# Data preparation for Numerical Taxonomy of Urban Form

This notebook serves as a template for data preparation for morphometric assessment and generation of a taxonomy.

## Code requiring changes before running

Input data:
 - QGIS data from OSM
 - Open Buildings data
 - Koordinates data
 - or any other data

Geometry column is required.
 
This notebook is running the preparation on the data used in El-Paso and Ciudad-Juares case study. You can replace the sample with your own data, assuming that they are cleaned to a required standard.

The data is saved in `../data` in a folder in different folders for convenience.

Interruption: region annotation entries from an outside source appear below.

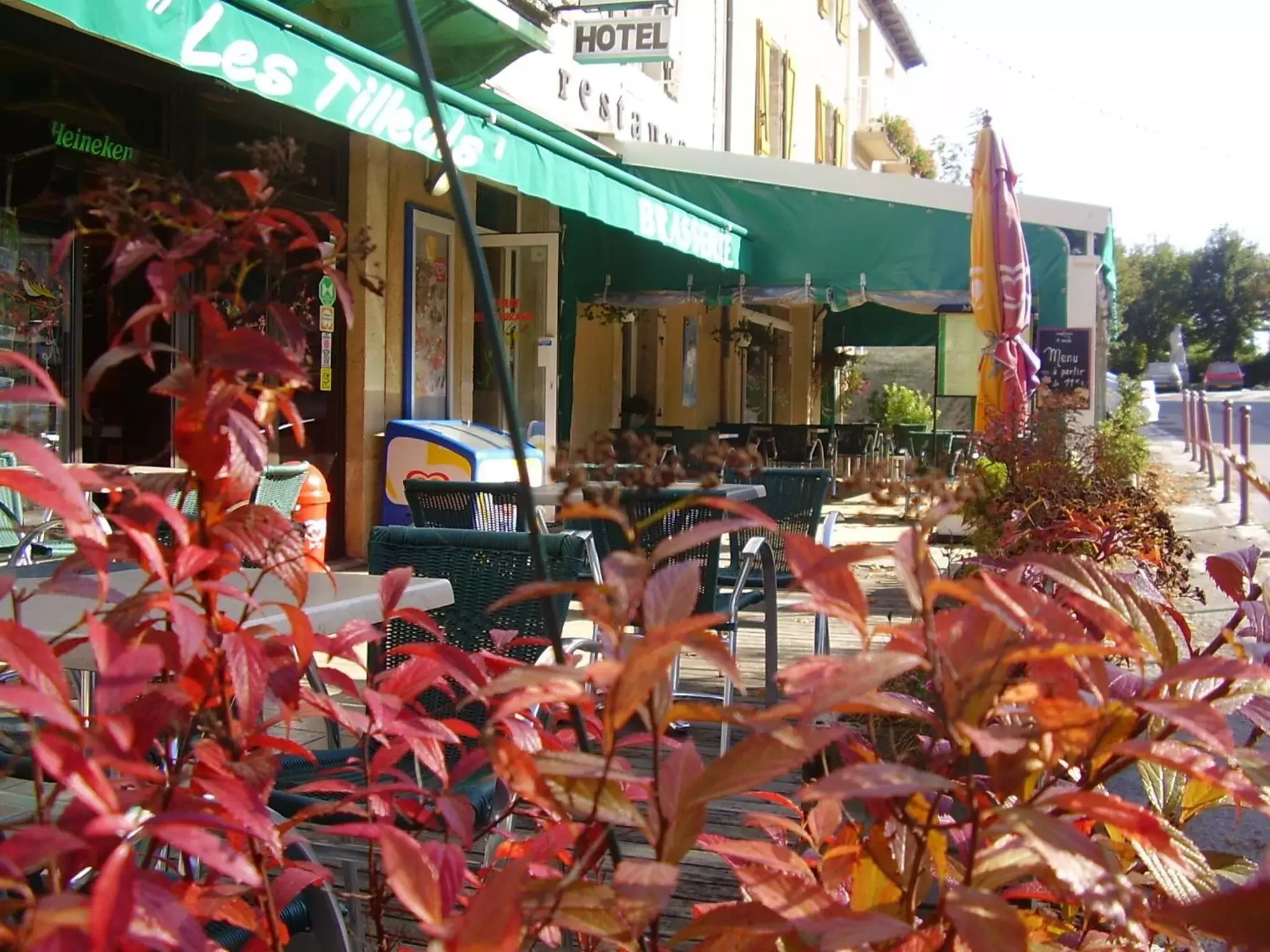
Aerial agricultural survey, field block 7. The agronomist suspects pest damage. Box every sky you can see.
[895,0,1270,250]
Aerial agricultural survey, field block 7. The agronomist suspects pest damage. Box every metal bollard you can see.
[1204,401,1217,488]
[1222,400,1235,503]
[1240,405,1252,526]
[1181,390,1190,453]
[1195,391,1208,472]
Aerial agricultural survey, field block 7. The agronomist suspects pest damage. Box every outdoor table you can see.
[0,562,455,671]
[533,481,767,508]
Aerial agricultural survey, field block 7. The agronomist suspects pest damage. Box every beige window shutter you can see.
[815,86,828,162]
[783,53,797,159]
[755,20,772,155]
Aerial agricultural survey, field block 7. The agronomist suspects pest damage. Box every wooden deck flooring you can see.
[0,506,935,948]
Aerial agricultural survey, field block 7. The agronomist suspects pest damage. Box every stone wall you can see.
[845,346,974,430]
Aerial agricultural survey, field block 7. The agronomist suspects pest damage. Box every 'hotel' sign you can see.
[573,14,670,62]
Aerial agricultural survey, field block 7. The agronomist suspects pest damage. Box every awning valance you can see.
[278,0,551,89]
[566,143,1106,326]
[7,0,745,268]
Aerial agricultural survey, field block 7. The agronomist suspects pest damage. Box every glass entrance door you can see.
[473,232,560,469]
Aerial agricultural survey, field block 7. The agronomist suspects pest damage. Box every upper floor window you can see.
[815,86,847,165]
[640,60,680,100]
[755,20,796,159]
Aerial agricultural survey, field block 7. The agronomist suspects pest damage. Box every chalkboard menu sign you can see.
[1036,327,1093,410]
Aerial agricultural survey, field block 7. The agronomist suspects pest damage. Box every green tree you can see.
[1112,241,1195,373]
[930,107,988,185]
[1190,226,1270,361]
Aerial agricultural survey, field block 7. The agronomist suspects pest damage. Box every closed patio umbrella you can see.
[970,117,1040,430]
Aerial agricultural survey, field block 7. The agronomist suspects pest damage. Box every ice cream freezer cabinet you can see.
[382,420,545,526]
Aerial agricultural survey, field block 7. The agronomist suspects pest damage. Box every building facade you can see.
[486,0,923,166]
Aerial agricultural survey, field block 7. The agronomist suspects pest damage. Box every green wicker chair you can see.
[720,469,838,665]
[672,429,730,475]
[252,464,309,519]
[830,423,884,478]
[269,526,585,826]
[567,488,776,752]
[767,423,825,469]
[404,480,527,532]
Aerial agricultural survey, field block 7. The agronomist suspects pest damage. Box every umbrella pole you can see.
[931,332,944,470]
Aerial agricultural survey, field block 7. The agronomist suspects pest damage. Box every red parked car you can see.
[1204,361,1243,390]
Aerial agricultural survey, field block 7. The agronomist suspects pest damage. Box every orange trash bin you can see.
[291,464,330,573]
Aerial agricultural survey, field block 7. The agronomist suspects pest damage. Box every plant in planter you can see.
[869,383,936,428]
[621,394,653,429]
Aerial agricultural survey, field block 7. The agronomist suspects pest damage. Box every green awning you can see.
[278,0,551,89]
[573,160,1068,326]
[0,0,745,268]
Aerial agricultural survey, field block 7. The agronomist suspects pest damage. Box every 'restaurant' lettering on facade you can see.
[162,0,740,269]
[639,198,740,268]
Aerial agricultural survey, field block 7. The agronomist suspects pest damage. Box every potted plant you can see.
[869,383,935,429]
[621,394,653,430]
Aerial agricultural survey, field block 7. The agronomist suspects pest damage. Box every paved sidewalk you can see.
[1109,430,1270,861]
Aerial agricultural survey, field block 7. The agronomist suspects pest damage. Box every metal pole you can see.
[1240,405,1252,526]
[1183,387,1190,453]
[1222,400,1235,503]
[1204,400,1217,488]
[1195,391,1208,472]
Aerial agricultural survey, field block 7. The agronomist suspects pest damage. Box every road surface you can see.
[1147,390,1270,526]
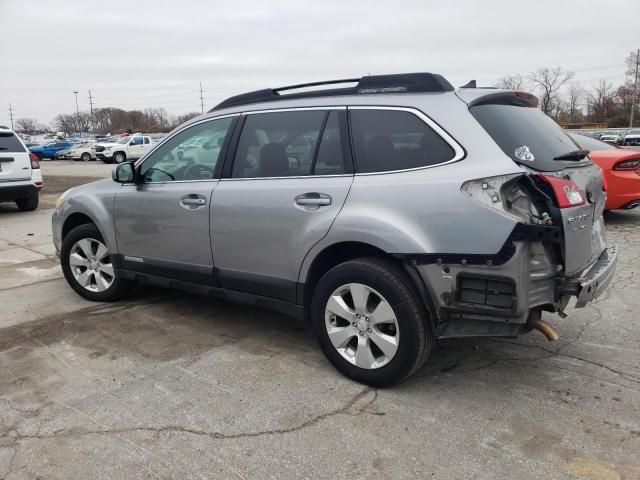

First we import all required libraries.

In [3]:
import pandas as pd
import geopandas as gpd
import shapely

Import data from Open Buildings.

In [2]:
# reading as much file as necessary 
open_buildings_data_1 = pd.read_csv('Open Buildings/86f_buildings.csv') 
open_buildings_data_2 = pd.read_csv('Open Buildings/86d_buildings.csv')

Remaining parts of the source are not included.